Tuesday, June 10, 2008

If I could save Earth in a bottle

This weekend, I went shopping at Target with a couple of friends. Driving back home, I found that the cashier had placed in my bag a little brochure of different merchandise his store deemed environmentally conscious. One ad in particular caught my attention: It was for a new, more “eco-friendly” variety of bottled water, packaged with thinner plastic. By purchasing this product, the ad copy indicated, consumers can create a healthier world, and ultimately save the planet.

This is a very misleading ad. Its ridiculous premise confounds discourse on environmental responsibility, thus enabling destructive behavior. Though the advertisement acknowledges that disposable plastic is bad for the environment, it implies that plastic’s production and consumption in smaller quantities is good. This is paradoxical: by using thinner water bottles you are not saving the planet. You’re still hurting it—just not quite as much.

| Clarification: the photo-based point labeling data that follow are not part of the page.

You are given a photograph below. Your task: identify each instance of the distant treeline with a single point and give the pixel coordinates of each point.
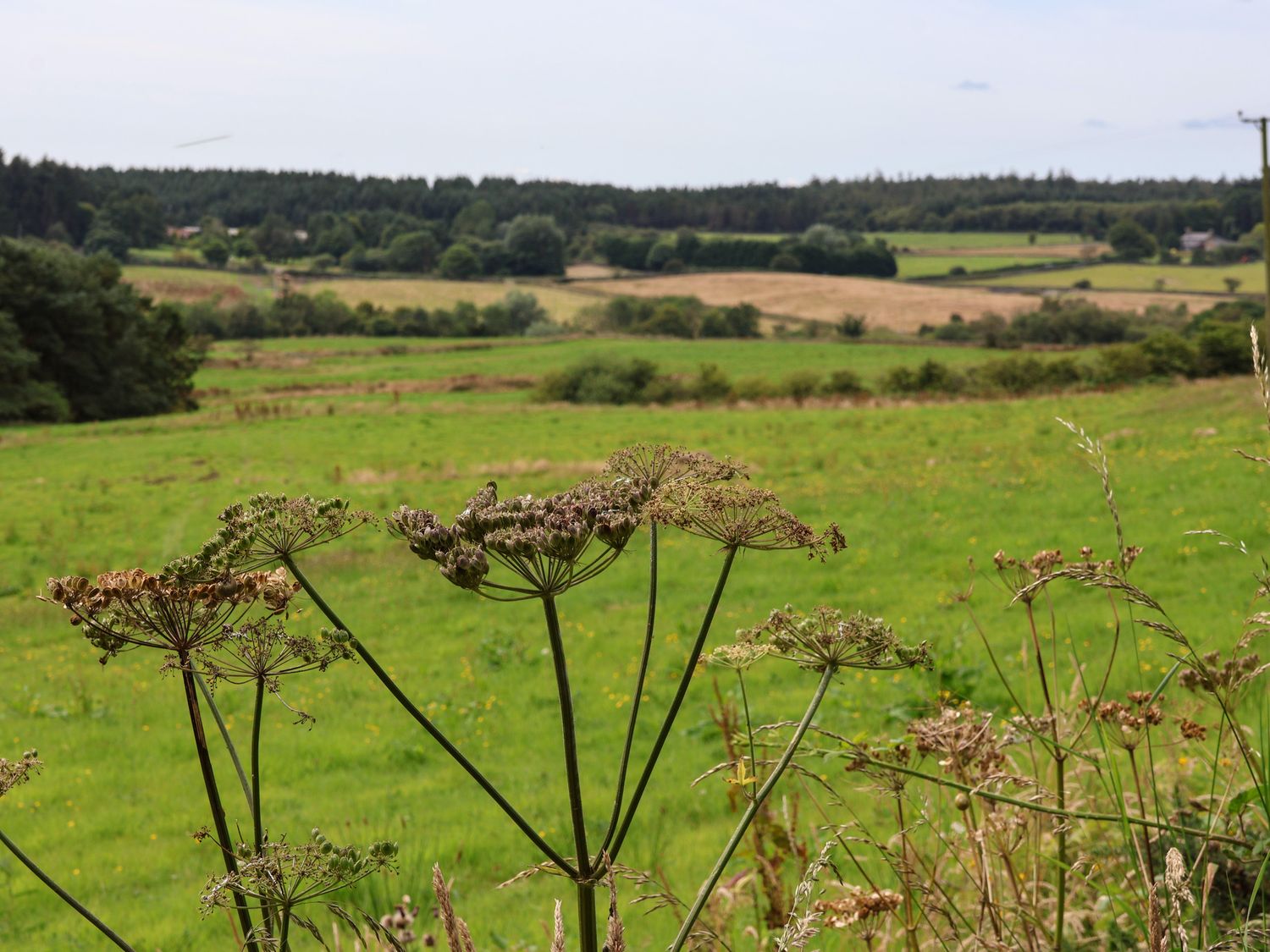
(1212, 344)
(297, 315)
(822, 249)
(36, 197)
(79, 344)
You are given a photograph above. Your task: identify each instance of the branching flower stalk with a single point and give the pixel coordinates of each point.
(180, 614)
(820, 641)
(14, 773)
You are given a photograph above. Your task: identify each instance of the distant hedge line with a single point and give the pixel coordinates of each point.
(1162, 355)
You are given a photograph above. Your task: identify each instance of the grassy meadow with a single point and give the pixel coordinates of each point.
(1145, 277)
(929, 266)
(917, 490)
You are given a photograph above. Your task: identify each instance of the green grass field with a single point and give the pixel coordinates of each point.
(1145, 277)
(917, 490)
(939, 240)
(927, 266)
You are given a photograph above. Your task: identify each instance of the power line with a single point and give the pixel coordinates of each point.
(1260, 122)
(200, 141)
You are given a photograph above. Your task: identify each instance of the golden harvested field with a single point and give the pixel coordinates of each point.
(421, 292)
(190, 284)
(902, 307)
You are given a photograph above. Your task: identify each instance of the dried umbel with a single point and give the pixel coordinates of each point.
(823, 639)
(1129, 721)
(134, 608)
(284, 875)
(858, 906)
(266, 528)
(550, 543)
(266, 652)
(648, 467)
(739, 517)
(14, 773)
(963, 739)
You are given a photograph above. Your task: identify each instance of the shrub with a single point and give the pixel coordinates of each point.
(599, 380)
(843, 383)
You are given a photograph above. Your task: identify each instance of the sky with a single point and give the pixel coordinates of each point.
(683, 93)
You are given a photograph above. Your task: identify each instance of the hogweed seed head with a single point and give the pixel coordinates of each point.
(823, 639)
(14, 773)
(550, 543)
(269, 526)
(134, 608)
(739, 517)
(649, 466)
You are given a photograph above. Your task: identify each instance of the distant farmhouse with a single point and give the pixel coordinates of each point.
(1208, 240)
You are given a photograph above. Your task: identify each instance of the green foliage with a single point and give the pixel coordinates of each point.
(216, 251)
(535, 245)
(459, 263)
(104, 238)
(83, 345)
(411, 251)
(1130, 241)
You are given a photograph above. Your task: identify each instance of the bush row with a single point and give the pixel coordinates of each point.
(295, 315)
(1162, 355)
(820, 250)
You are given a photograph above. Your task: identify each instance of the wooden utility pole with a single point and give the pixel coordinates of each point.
(1260, 122)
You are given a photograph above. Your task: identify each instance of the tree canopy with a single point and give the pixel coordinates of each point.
(78, 344)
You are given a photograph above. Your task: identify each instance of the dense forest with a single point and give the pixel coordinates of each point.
(40, 197)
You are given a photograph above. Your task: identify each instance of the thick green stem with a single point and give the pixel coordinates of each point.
(639, 692)
(213, 795)
(64, 895)
(739, 833)
(673, 711)
(225, 733)
(257, 823)
(573, 777)
(433, 731)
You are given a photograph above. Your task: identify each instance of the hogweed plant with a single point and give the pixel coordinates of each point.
(221, 617)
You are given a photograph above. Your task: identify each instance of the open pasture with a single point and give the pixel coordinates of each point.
(916, 489)
(1145, 277)
(929, 266)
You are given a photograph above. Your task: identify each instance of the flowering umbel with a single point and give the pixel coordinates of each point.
(269, 526)
(284, 876)
(550, 543)
(739, 517)
(134, 608)
(823, 639)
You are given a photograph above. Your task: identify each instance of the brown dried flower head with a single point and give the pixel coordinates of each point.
(649, 466)
(263, 650)
(964, 740)
(739, 517)
(856, 906)
(550, 543)
(823, 639)
(1129, 721)
(14, 773)
(263, 530)
(134, 608)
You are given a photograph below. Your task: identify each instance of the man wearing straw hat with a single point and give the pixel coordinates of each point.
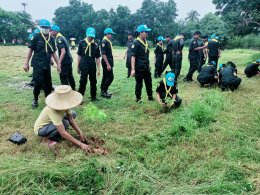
(56, 117)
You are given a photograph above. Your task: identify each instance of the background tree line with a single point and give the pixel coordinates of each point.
(233, 20)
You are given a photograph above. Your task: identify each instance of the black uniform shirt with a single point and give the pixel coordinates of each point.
(206, 72)
(87, 60)
(129, 47)
(178, 46)
(213, 47)
(252, 69)
(162, 92)
(61, 43)
(168, 49)
(141, 57)
(192, 53)
(158, 51)
(41, 58)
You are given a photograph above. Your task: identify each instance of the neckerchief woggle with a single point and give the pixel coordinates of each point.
(167, 90)
(105, 38)
(145, 44)
(47, 42)
(88, 46)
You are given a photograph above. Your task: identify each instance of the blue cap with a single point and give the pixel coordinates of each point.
(143, 28)
(160, 38)
(213, 36)
(91, 32)
(213, 63)
(45, 23)
(170, 79)
(36, 31)
(55, 28)
(109, 31)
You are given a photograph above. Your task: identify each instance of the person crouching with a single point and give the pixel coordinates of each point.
(167, 92)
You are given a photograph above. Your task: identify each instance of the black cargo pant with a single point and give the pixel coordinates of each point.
(202, 61)
(42, 80)
(66, 75)
(168, 61)
(91, 73)
(177, 65)
(108, 76)
(232, 85)
(140, 76)
(214, 58)
(128, 65)
(51, 131)
(158, 66)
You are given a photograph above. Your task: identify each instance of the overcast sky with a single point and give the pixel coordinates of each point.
(46, 10)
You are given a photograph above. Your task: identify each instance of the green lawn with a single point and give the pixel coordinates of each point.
(210, 145)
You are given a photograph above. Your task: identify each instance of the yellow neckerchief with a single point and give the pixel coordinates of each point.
(161, 46)
(145, 44)
(105, 38)
(177, 38)
(57, 36)
(47, 42)
(88, 48)
(167, 90)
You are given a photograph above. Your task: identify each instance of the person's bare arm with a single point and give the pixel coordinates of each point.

I don’t want to downplay the value of designs that cut down on waste. To scoff at the innovation of the water bottle would be the same as denouncing hybrid vehicles since they still use gasoline. Both are great examples of transitional technology and design, but neither are the ultimate solutions to our environmental woes. They are buffers and stepping-stones towards real and permanent solutions that give us time to make deeper change.

So when I look at these new water bottles, I see a sound design, but a branding that is reckless in its message. When advertising these transitional technologies, some level of “sexying up” the benefits—a bit of creative license—is understandable; After all, consumers should go with quasi-eco options rather than their more destructive counterparts. But the branding becomes counterproductive when it uses innovative design to encourage the same destructive behavior that the design attempted to moderate. The ultimate goal is not to use better water bottles, nor to merely use less. To actually “save the planet” we’d need to find a way to not use them at all.